Satu hal yang dapat kita pelajari dalam dunia ini adalah hidup bersama dengan Tuhan bukan berarti kehidupan yang tanpa tantangan serta masalah. Iman kepada Tuhan adalah sebuah keyakinan bahwa dalam segala situasi Tuhan senantiasa menyertai baik itu dalam suka maupun duka, bahkan dalam penderitaan yang membebani sekalipun. Setidaknya satu hal inilah yang dapat kita petik dari pendapat Elihu pada teks yang kita baca.
Elihu menuduh Ayub seolah-olah telah melampaui batas, ia juga menyampaikan bahwa keheningan Allah bukanlah bukti ketidakpedulian-Nya.
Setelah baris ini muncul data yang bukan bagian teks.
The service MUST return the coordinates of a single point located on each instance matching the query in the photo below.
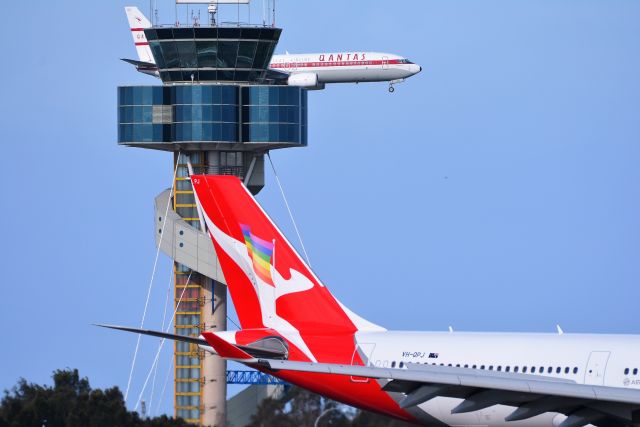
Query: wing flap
(531, 395)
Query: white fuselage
(607, 360)
(347, 67)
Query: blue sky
(496, 191)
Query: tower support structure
(218, 111)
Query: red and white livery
(309, 70)
(314, 70)
(295, 329)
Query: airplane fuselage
(347, 67)
(605, 360)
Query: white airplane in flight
(309, 70)
(296, 330)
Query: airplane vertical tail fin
(138, 22)
(270, 284)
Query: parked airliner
(309, 70)
(295, 329)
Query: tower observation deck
(219, 110)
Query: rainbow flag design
(260, 252)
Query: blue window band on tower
(161, 116)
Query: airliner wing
(531, 395)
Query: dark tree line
(71, 402)
(301, 408)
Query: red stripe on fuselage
(319, 64)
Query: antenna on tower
(213, 6)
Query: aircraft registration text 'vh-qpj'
(295, 329)
(309, 70)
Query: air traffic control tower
(217, 111)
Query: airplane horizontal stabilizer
(227, 350)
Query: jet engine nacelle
(306, 80)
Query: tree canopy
(71, 402)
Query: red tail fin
(271, 286)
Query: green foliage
(71, 403)
(301, 408)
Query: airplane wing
(253, 351)
(531, 395)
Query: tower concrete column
(214, 318)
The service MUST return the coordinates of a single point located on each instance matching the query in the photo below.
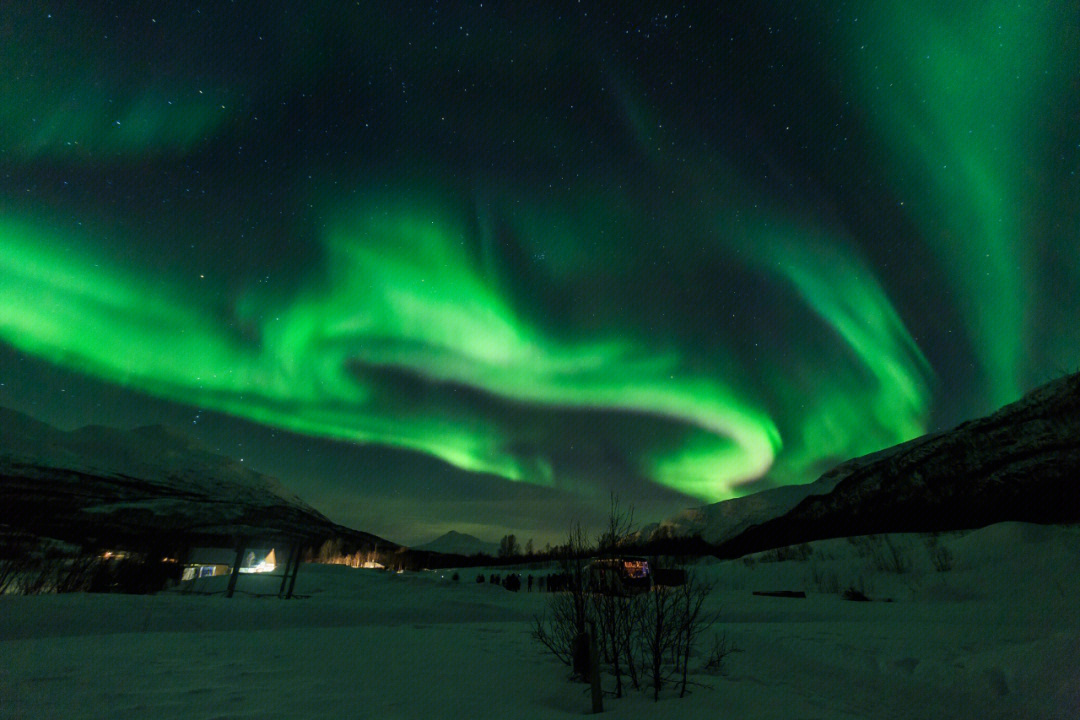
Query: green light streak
(950, 90)
(401, 294)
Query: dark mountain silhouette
(147, 486)
(1020, 463)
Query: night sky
(475, 266)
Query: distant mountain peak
(459, 543)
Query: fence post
(594, 669)
(235, 569)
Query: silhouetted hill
(102, 485)
(1020, 463)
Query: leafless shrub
(883, 553)
(826, 580)
(941, 558)
(718, 653)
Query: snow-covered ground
(997, 636)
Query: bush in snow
(940, 556)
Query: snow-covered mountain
(459, 543)
(103, 483)
(723, 520)
(1020, 463)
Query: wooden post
(288, 566)
(296, 569)
(235, 569)
(594, 669)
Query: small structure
(626, 575)
(213, 561)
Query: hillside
(459, 543)
(95, 485)
(720, 521)
(1020, 463)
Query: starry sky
(474, 266)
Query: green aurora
(571, 259)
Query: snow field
(998, 636)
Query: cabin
(213, 561)
(626, 575)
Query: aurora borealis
(473, 266)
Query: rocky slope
(1020, 463)
(102, 485)
(459, 543)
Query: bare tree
(508, 546)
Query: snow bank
(997, 636)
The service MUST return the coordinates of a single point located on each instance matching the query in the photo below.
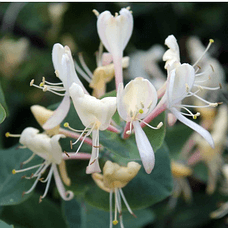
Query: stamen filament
(81, 59)
(34, 184)
(23, 170)
(126, 203)
(110, 207)
(7, 134)
(208, 46)
(48, 183)
(28, 160)
(155, 128)
(82, 73)
(208, 88)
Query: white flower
(134, 103)
(48, 149)
(65, 71)
(95, 114)
(115, 32)
(114, 178)
(182, 79)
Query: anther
(187, 88)
(213, 104)
(114, 222)
(7, 134)
(212, 68)
(128, 132)
(140, 111)
(67, 153)
(160, 125)
(32, 82)
(66, 124)
(57, 73)
(45, 88)
(95, 12)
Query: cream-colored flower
(95, 114)
(114, 178)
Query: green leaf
(33, 214)
(4, 225)
(144, 190)
(81, 215)
(3, 105)
(12, 186)
(197, 213)
(2, 114)
(127, 148)
(176, 137)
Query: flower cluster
(137, 103)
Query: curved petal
(145, 149)
(66, 195)
(56, 148)
(204, 133)
(59, 114)
(94, 167)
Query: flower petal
(204, 133)
(66, 195)
(145, 149)
(59, 114)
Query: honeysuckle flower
(114, 178)
(213, 157)
(95, 114)
(115, 32)
(180, 172)
(182, 79)
(48, 149)
(64, 70)
(134, 103)
(103, 74)
(145, 64)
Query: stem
(113, 129)
(118, 70)
(79, 156)
(196, 157)
(74, 135)
(162, 90)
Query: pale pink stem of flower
(113, 129)
(118, 70)
(195, 158)
(162, 90)
(79, 156)
(74, 135)
(161, 107)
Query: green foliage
(79, 214)
(32, 214)
(12, 185)
(154, 187)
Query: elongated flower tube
(114, 178)
(96, 115)
(64, 70)
(115, 32)
(134, 103)
(182, 79)
(48, 149)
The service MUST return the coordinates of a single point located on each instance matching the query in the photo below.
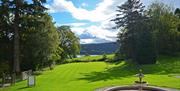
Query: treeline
(145, 34)
(29, 38)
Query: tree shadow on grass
(22, 88)
(111, 73)
(163, 67)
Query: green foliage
(40, 46)
(69, 42)
(164, 26)
(92, 75)
(135, 38)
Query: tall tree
(40, 45)
(14, 12)
(69, 42)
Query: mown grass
(87, 76)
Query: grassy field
(87, 76)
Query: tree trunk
(16, 64)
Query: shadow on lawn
(21, 88)
(129, 69)
(111, 73)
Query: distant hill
(98, 49)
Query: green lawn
(88, 76)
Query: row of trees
(145, 34)
(29, 38)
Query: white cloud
(98, 34)
(84, 4)
(103, 11)
(75, 24)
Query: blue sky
(90, 19)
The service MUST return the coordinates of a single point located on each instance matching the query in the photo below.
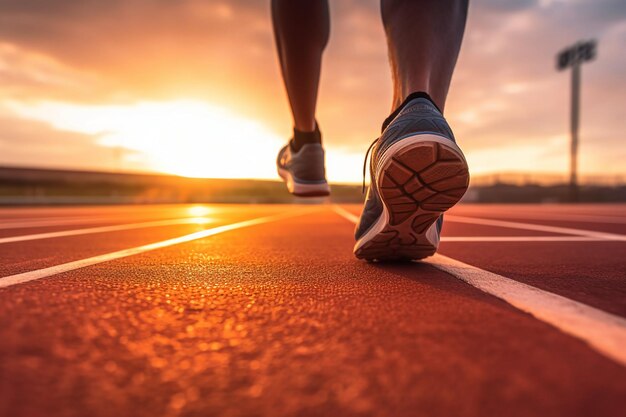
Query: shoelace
(365, 162)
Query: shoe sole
(300, 189)
(420, 178)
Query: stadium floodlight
(573, 57)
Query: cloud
(506, 92)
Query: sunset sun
(182, 137)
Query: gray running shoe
(417, 173)
(303, 171)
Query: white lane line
(578, 238)
(604, 332)
(536, 227)
(104, 229)
(10, 280)
(584, 218)
(521, 239)
(59, 222)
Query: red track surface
(279, 318)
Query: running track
(247, 310)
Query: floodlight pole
(573, 57)
(573, 176)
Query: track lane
(281, 320)
(591, 272)
(21, 257)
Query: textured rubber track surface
(418, 184)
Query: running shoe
(303, 171)
(417, 173)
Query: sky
(192, 87)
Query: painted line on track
(104, 229)
(354, 219)
(583, 218)
(24, 277)
(536, 227)
(604, 332)
(21, 224)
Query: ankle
(407, 98)
(301, 138)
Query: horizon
(161, 105)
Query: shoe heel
(422, 180)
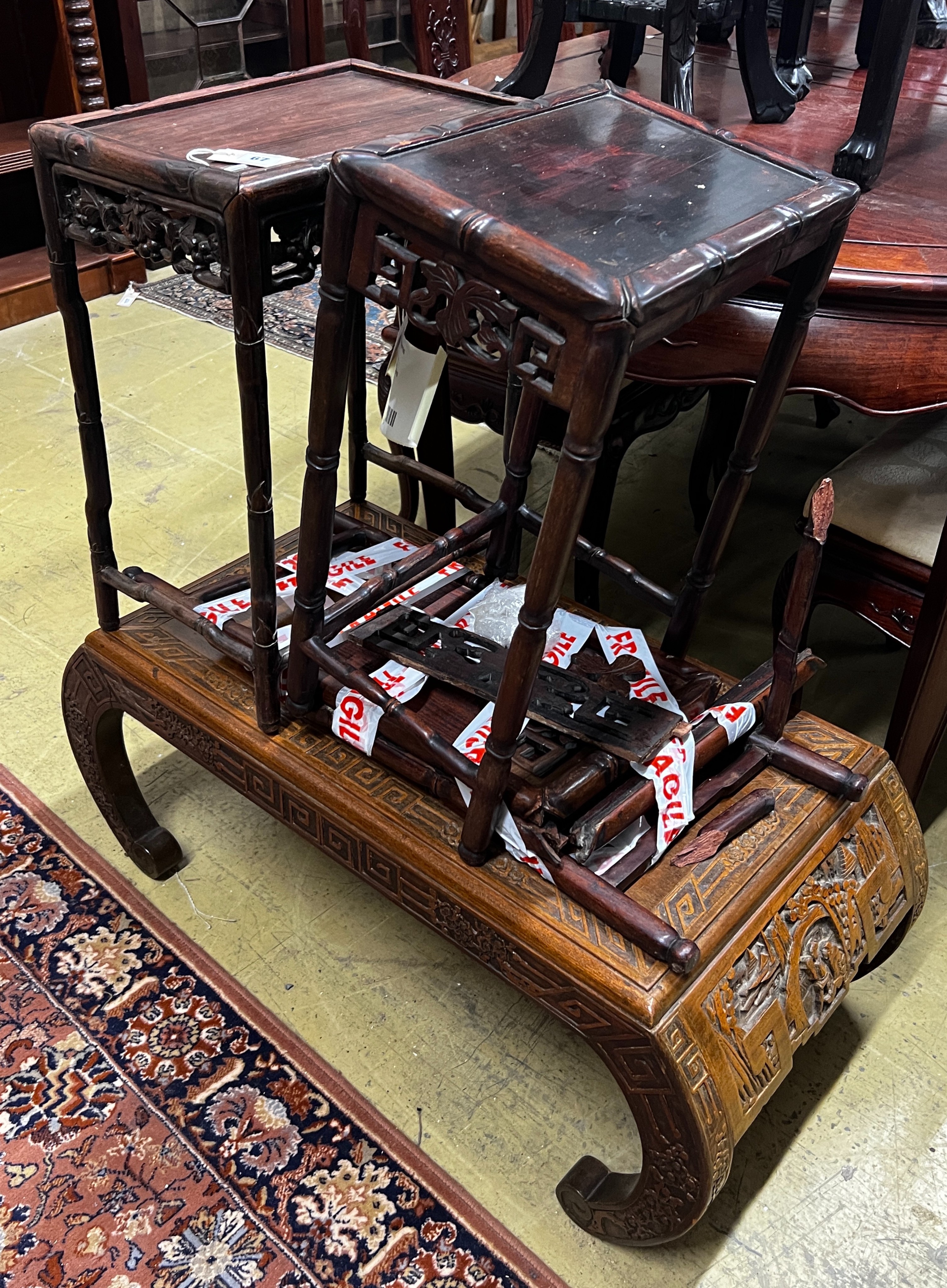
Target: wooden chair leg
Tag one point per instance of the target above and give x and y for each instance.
(359, 428)
(679, 30)
(794, 42)
(596, 519)
(92, 438)
(919, 719)
(862, 155)
(625, 47)
(722, 419)
(330, 370)
(246, 293)
(592, 414)
(768, 100)
(785, 346)
(530, 78)
(867, 26)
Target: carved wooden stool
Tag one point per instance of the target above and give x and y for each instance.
(552, 240)
(785, 916)
(140, 180)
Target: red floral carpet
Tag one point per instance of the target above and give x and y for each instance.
(160, 1129)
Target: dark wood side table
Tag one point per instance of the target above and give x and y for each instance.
(553, 242)
(125, 181)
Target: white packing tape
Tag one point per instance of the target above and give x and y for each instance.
(672, 773)
(356, 719)
(217, 611)
(672, 769)
(566, 637)
(736, 718)
(472, 742)
(419, 588)
(628, 642)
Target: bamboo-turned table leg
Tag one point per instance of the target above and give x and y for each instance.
(785, 346)
(92, 437)
(592, 414)
(246, 296)
(330, 379)
(359, 427)
(920, 709)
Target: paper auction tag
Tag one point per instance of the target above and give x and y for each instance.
(738, 719)
(627, 641)
(356, 719)
(259, 160)
(568, 634)
(415, 375)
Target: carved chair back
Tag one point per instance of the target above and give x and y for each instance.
(441, 35)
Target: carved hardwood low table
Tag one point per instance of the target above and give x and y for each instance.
(140, 178)
(785, 916)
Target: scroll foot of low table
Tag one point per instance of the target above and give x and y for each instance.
(662, 1202)
(93, 714)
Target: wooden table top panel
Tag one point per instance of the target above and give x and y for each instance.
(306, 115)
(899, 227)
(606, 181)
(311, 118)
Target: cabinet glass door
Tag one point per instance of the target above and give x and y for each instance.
(194, 43)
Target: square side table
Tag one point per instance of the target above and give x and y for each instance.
(138, 180)
(553, 242)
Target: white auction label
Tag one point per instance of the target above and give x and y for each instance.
(672, 773)
(355, 719)
(509, 834)
(361, 562)
(258, 160)
(472, 742)
(566, 637)
(415, 375)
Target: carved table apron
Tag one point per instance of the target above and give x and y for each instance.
(785, 916)
(132, 180)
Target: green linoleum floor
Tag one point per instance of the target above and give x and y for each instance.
(840, 1182)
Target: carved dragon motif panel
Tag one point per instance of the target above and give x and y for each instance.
(795, 973)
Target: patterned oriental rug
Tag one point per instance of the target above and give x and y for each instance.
(163, 1130)
(289, 317)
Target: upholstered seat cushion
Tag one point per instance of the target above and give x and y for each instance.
(893, 492)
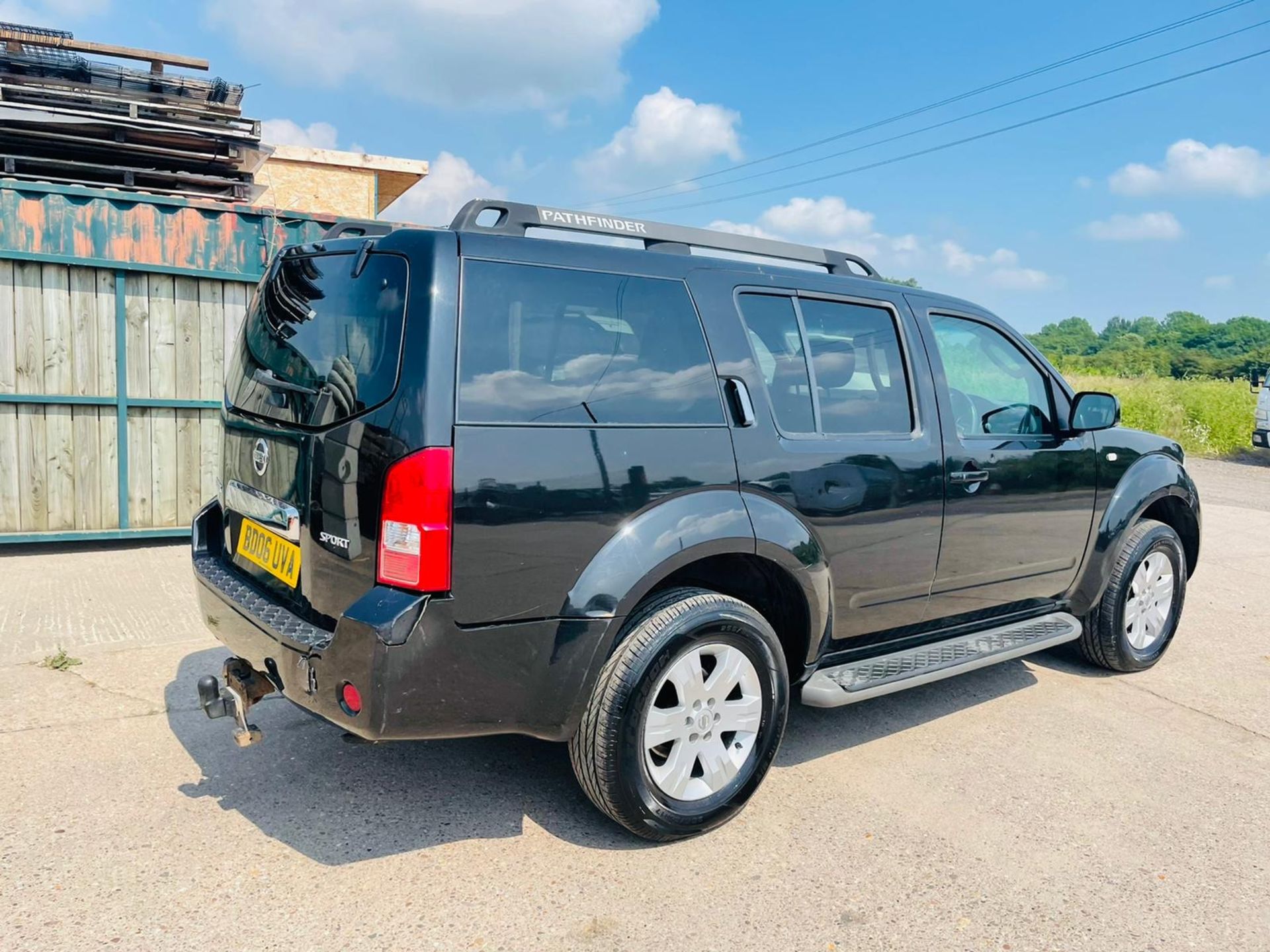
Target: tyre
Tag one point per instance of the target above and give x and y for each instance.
(686, 715)
(1138, 614)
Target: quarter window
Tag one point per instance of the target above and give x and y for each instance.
(558, 346)
(778, 344)
(994, 389)
(857, 383)
(860, 380)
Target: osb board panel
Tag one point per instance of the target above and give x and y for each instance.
(349, 193)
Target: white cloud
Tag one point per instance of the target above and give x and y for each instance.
(1000, 268)
(827, 219)
(492, 54)
(1194, 167)
(1148, 226)
(285, 132)
(668, 136)
(450, 183)
(959, 260)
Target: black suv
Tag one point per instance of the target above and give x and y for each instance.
(642, 498)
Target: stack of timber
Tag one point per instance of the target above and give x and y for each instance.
(70, 120)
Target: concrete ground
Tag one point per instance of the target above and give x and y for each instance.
(1035, 805)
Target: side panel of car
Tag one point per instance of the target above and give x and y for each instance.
(534, 507)
(587, 408)
(870, 499)
(1020, 492)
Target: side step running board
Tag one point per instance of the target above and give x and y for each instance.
(872, 677)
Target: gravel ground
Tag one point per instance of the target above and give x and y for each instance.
(1035, 805)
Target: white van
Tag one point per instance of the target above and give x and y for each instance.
(1261, 420)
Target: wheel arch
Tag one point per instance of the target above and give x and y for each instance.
(740, 545)
(1156, 487)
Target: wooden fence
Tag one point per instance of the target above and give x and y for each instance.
(117, 311)
(60, 338)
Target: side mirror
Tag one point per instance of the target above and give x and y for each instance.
(1093, 411)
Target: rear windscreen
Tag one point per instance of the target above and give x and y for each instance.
(320, 344)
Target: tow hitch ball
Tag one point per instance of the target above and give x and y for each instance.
(244, 686)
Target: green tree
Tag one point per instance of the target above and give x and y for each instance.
(1067, 338)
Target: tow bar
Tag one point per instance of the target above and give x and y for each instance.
(244, 686)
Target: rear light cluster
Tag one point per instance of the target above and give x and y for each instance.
(415, 522)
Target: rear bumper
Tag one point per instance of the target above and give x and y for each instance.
(419, 674)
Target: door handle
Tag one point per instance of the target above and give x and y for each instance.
(738, 399)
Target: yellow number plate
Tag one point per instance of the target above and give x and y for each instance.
(272, 553)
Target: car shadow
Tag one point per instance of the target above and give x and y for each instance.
(339, 803)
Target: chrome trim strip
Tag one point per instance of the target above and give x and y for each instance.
(251, 502)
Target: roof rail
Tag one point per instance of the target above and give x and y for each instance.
(361, 227)
(516, 218)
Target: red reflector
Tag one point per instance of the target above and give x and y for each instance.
(415, 522)
(351, 697)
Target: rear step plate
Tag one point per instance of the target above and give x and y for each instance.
(872, 677)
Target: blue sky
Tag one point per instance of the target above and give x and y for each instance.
(1151, 204)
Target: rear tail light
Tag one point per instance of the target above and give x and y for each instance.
(415, 522)
(349, 698)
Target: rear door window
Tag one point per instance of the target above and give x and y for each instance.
(319, 344)
(556, 346)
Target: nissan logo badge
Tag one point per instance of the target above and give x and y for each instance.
(261, 457)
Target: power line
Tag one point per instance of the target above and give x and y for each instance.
(949, 100)
(959, 118)
(960, 141)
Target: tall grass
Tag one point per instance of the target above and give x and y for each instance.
(1206, 416)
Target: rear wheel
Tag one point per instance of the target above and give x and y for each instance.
(686, 715)
(1136, 619)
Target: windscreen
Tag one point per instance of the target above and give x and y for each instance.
(321, 340)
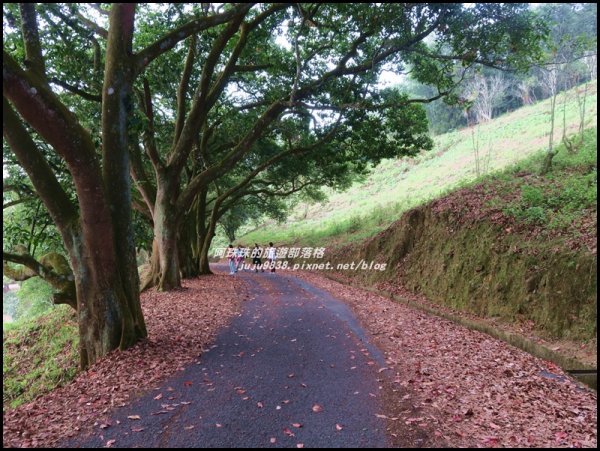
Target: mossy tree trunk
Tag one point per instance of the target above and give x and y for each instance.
(97, 232)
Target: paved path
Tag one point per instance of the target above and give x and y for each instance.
(293, 348)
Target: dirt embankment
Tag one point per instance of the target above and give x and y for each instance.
(537, 287)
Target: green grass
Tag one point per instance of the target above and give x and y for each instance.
(38, 355)
(559, 199)
(395, 186)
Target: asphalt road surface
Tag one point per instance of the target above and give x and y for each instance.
(294, 370)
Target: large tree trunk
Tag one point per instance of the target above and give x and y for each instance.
(166, 224)
(188, 261)
(106, 321)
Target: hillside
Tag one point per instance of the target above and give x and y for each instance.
(395, 186)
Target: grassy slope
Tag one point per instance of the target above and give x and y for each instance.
(395, 186)
(38, 355)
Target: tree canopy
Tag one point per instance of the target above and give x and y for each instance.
(203, 105)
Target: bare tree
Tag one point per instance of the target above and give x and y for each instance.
(486, 93)
(524, 90)
(591, 62)
(549, 80)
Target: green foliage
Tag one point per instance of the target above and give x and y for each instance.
(9, 303)
(396, 185)
(563, 197)
(38, 355)
(35, 298)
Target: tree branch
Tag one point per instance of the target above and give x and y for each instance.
(33, 162)
(167, 42)
(183, 87)
(52, 267)
(76, 90)
(31, 38)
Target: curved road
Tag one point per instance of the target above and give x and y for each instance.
(294, 369)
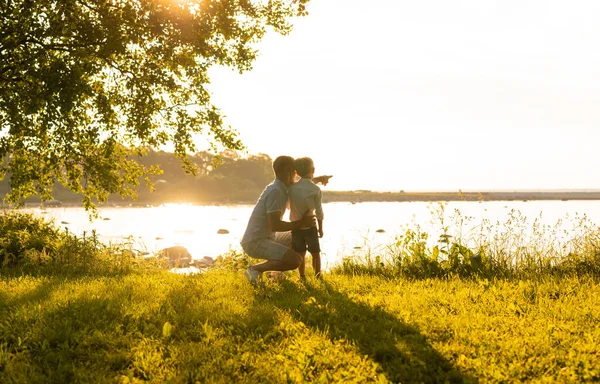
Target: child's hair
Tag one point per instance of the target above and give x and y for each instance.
(282, 164)
(304, 166)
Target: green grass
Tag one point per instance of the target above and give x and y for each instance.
(161, 327)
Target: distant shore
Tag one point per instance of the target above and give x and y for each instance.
(368, 196)
(351, 197)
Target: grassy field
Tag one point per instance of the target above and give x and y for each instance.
(162, 327)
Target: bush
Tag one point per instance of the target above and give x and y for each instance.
(24, 235)
(28, 240)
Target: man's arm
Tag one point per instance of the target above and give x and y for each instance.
(277, 225)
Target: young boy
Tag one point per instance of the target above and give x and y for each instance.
(305, 199)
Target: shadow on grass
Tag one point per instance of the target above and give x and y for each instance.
(401, 351)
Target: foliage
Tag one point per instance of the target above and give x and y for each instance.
(162, 327)
(30, 242)
(513, 249)
(87, 86)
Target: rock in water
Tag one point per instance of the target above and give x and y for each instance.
(276, 276)
(178, 256)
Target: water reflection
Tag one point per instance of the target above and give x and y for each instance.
(348, 227)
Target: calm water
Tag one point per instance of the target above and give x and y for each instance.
(346, 225)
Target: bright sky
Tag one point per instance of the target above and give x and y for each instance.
(429, 94)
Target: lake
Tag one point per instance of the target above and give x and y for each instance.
(347, 226)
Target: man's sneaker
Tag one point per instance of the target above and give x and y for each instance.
(252, 275)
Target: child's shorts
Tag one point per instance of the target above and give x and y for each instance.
(303, 239)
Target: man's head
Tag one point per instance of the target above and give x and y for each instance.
(284, 169)
(305, 167)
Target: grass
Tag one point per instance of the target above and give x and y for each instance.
(162, 327)
(504, 306)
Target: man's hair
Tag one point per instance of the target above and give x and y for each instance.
(283, 163)
(304, 166)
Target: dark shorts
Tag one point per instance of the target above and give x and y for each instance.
(305, 238)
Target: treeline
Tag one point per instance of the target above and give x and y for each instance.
(235, 179)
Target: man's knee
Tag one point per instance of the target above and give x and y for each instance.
(292, 259)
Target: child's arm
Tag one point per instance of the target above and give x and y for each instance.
(319, 212)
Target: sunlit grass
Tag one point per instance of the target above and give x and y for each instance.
(216, 327)
(90, 316)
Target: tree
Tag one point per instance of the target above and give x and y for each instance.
(86, 86)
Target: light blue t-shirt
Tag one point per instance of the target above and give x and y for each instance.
(272, 199)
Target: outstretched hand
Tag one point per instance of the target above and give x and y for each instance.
(308, 221)
(322, 179)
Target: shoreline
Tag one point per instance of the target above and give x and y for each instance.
(346, 196)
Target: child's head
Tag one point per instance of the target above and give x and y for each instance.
(305, 167)
(284, 169)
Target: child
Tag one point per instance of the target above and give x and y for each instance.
(305, 199)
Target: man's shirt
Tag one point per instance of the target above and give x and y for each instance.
(272, 199)
(305, 198)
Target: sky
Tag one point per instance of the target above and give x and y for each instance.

Justru, menurut Elihu, Allah berulang kali berbicara—melalui mimpi, melalui rasa gelisah dalam tidur, bahkan lewat penderitaan fisik (ayat 14–19). Dalam pandangan Elihu, Tuhan mengungkapkan maksud-Nya dengan cara yang tidak selalu bisa langsung dimengerti, tetapi tidak pernah tanpa tujuan. Ia menggambarkan betapa Allah bisa menegur manusia secara halus dalam tidur, lewat mimpi dan penglihatan malam (ayat 15–16). Tujuannya? Untuk menyelamatkan manusia dari liang kubur (ayat 18). Dalam kebudayaan kuno, liang kubur atau Pit bukan sekadar lubang gelap, tetapi perlambang kematian atau ‘Sheol’—tempat sunyi yang mengerikan, jauh dari terang kehidupan.
Lebih lanjut, Elihu juga menyinggung penderitaan fisik sebagai bentuk peringatan ilahi, ketika seseorang sakit parah, kehilangan selera makan, dan tubuhnya merana (ayat 19–21), itu bisa menjadi bentuk “gugatan” Tuhan atas hidup manusia. Bukan untuk menghukum secara semena-mena, tetapi sebagai sarana pertobatan. Seolah tubuh itu sendiri menjadi tempat pengadilan ilahi, bukan ruang sidang di kota atau di surga. Bahkan ketika penderitaan mendekatkan seseorang kepada maut, Elihu menyiratkan bahwa itu belum akhir—karena Allah masih bisa turun tangan.
Elihu memang tidak sempurna dalam menyelami kedalaman batin Ayub, dan ia pun belum sepenuhnya memahami misteri penderitaan manusia. Namun, dalam kata-katanya kita dapat menangkap satu pesan yang penting, bahwa dalam penderitaan, Allah tidak membisu—Dia berbicara, meski dalam bahasa yang tidak selalu mudah dipahami.
Sahabat Alkitab, dalam dunia yang sibuk dan bising, penderitaan bisa menjadi panggung keheningan yang justru membuat suara Tuhan terdengar lebih jernih. Kita diajak untuk tidak sekadar bertanya “Mengapa ini terjadi padaku?” tetapi berani bertanya “Apa yang sedang Tuhan katakan dalam semua ini?”. Karena dalam hidup ini, penderitaan bukan hanya realita, tapi juga ruang dialog—di mana Allah datang sebagai Sahabat Ilahi yang memanggil kita kembali kepada-Nya, sebelum kita jatuh terlalu dalam.